Sometimes people ask me why I would want to ghostwrite when I could spend the time writing under my own name or pen names.

For me, the answer is that ghostwriting provides a good income if you establish a good reputation with publishers, book packagers, and clients/authors. I’ve also become a better writer. After all, the more you write, the better you get if you are truly working on your craft and pushing yourself to always get better at it.

If you are a person that doesn’t like anonymity and it’s important that you are the one in the lime light, then ghostwriting isn’t for you. When the book does well, I’m still very excited about it, but my author is the one who is taking the bow. That is what I get paid for – to remain a ghost, in the background.

One of the books on leadership that I ghosted became an amazon best seller in Canada. I have a copy of it on the shelf with other books I’ve written and am very proud to have it there. However, it is important to remember that without the author’s ideas and message, I wouldn’t have written the book. The collaboration is a great experience, especially when you and the author really click together.

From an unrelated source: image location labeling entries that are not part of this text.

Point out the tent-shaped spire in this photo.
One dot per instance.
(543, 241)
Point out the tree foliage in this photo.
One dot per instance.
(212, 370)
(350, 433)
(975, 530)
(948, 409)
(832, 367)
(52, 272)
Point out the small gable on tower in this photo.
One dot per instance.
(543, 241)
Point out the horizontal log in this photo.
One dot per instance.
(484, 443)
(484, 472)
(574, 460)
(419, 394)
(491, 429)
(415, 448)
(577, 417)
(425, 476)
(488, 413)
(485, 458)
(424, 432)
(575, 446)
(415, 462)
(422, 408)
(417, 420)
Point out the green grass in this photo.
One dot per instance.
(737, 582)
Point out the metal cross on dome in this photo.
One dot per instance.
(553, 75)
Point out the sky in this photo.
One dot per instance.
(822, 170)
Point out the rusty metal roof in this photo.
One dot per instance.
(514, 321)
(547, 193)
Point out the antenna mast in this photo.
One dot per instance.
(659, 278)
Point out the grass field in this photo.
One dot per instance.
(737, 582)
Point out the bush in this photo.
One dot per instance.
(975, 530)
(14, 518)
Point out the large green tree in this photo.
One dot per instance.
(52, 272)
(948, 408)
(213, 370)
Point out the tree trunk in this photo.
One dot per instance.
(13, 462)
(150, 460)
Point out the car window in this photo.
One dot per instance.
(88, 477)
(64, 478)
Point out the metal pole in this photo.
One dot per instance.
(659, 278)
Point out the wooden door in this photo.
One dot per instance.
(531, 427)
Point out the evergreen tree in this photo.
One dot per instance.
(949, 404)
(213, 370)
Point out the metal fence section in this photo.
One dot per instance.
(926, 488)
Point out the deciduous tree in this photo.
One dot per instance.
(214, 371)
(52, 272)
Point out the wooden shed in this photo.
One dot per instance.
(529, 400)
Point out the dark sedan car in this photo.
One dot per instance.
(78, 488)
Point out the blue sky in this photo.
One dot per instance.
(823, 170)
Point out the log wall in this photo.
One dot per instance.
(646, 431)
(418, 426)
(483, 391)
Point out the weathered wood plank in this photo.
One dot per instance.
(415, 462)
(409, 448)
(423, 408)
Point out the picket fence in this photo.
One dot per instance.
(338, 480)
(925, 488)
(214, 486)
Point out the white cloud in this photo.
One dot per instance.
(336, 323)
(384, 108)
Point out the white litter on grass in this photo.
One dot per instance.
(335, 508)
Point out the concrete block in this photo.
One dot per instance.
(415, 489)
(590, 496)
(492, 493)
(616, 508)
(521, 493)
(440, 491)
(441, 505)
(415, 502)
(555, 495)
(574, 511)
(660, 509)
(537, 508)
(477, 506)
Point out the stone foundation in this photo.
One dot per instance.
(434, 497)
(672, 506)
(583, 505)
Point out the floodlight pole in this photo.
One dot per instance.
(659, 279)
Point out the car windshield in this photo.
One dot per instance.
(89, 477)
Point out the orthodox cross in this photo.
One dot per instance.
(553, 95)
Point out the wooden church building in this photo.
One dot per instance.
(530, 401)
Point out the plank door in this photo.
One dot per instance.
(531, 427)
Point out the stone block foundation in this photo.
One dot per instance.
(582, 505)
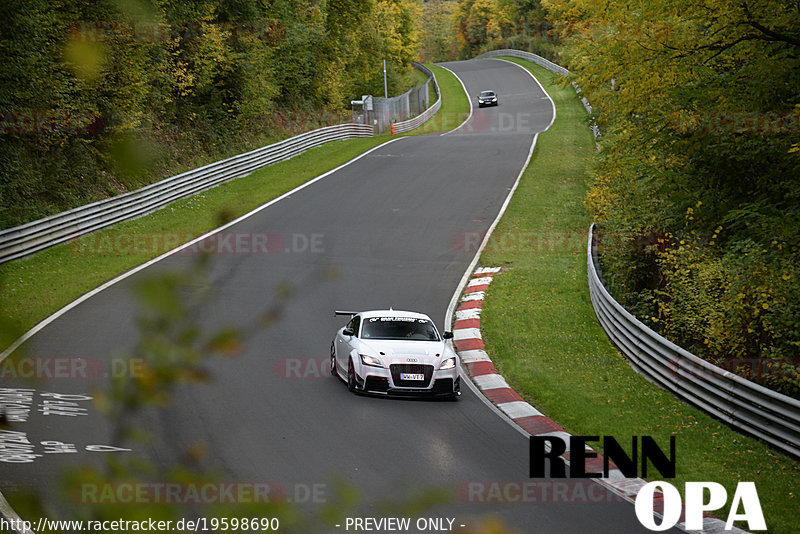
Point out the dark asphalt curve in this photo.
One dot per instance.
(386, 230)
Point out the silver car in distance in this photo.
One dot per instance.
(390, 352)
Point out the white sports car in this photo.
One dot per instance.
(393, 352)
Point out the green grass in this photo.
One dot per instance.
(455, 106)
(35, 287)
(541, 332)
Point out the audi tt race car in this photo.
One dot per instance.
(391, 352)
(487, 98)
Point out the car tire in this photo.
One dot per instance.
(333, 361)
(351, 376)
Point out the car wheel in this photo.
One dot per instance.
(351, 376)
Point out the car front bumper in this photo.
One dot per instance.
(382, 382)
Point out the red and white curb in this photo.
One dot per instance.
(469, 345)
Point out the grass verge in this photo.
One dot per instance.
(541, 332)
(455, 106)
(33, 288)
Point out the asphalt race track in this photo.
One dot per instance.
(386, 230)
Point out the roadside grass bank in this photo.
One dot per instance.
(33, 288)
(455, 106)
(542, 334)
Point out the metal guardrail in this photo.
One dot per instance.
(405, 126)
(37, 235)
(549, 65)
(767, 414)
(539, 60)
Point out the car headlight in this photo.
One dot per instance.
(372, 361)
(449, 363)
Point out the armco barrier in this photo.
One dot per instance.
(37, 235)
(539, 60)
(405, 126)
(769, 415)
(552, 67)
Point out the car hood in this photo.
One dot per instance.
(398, 351)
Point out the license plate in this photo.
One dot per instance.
(411, 376)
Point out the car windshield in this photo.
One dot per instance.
(408, 328)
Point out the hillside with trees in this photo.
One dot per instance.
(697, 185)
(101, 97)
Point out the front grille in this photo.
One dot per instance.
(443, 385)
(377, 383)
(414, 368)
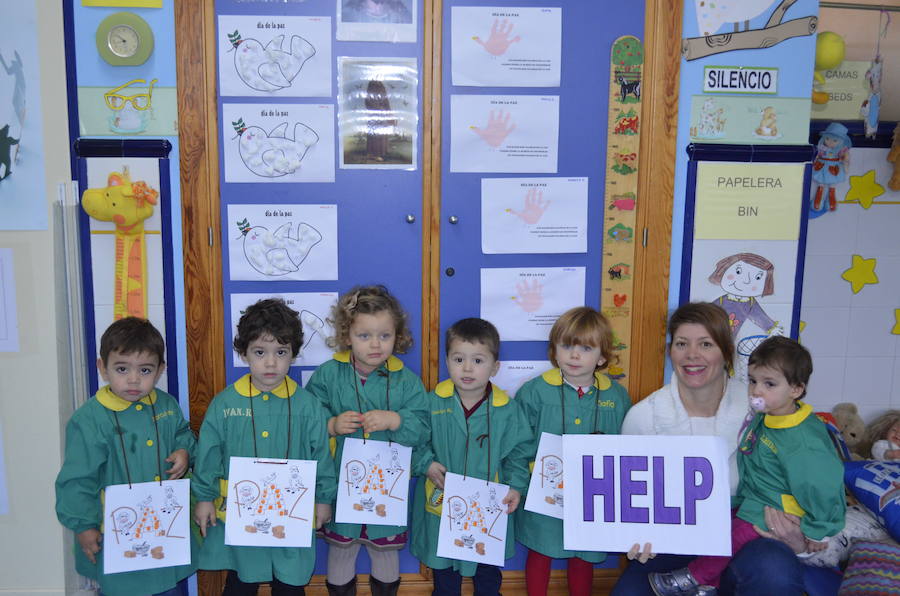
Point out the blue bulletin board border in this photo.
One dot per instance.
(698, 152)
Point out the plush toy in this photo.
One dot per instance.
(852, 427)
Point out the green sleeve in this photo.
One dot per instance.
(209, 466)
(517, 441)
(79, 481)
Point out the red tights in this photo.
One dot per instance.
(580, 575)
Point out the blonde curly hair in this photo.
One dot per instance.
(367, 300)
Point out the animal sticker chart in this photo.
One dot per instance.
(373, 484)
(314, 308)
(278, 142)
(545, 489)
(274, 56)
(270, 502)
(146, 526)
(524, 303)
(534, 215)
(506, 46)
(282, 242)
(378, 112)
(379, 20)
(504, 133)
(473, 520)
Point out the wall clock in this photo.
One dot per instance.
(124, 39)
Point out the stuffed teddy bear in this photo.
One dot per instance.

Ghostwriting has given me the opportunity to write about many different topics – nonfiction. I’ve written about overcoming fears, becoming more than you are, getting the best and most out of life, leadership in business, real estate, teaching children how to manage money, and finding your purpose.

Most ghostwriters get paid a flat fee for their work and then go on to the next project. Sometimes a ghostwriter is recognized. One of my clients recognized me in the acknowledgements of his book. Occassionally, a ghostwriter gets a small percentage of the profits/royalties on books sold.